For this project an emergency braking time of about 3 seconds has been set. Furthermore, a power input at a maximum of 500 W has been assumed. The brake is activated once the overspeed limit has been triggered. The required torque to brake the rotor in 3 seconds is 42.67 Nm. This torque can be lowered by assuming higher braking times. The torque gives the range the brake should be able to cover.

### Disc Brake

To fulfill the the safety requirements to be able to react to failures in each component, a fail safe brake system was chosen. The disc brake operates with a brake caliper activated by a spring to ensure failsafe mode.
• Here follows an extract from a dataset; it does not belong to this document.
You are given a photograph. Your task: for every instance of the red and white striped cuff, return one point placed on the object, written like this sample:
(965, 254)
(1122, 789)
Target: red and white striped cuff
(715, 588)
The spring will be tensioned, so that the brake caliper is kept open electromagnetically. These electro magnets need an opening energy supply of 110 W and a permanent energy supply of 25 W to keep the brake caliper open. The energy supply should be provided by the generator or the battery. The voltage can be adapted.

### Summary

The advantage of this system is that the system is independent of human control and covers every safety requirements set for this contest. A disadvantage of the fail safe brake system is the complexity it adds to the project. However, this disadvantage is compensated by the advantages in protection of the turbine operator and the turbine components itself. Another disadvantage is the high amount of energy that is constantly needed to keep the brake in an open, operating state. For this reason, the authors are still evaluating other fail-safe alternatives for the emergency brake system, which might have a lower energy consumption.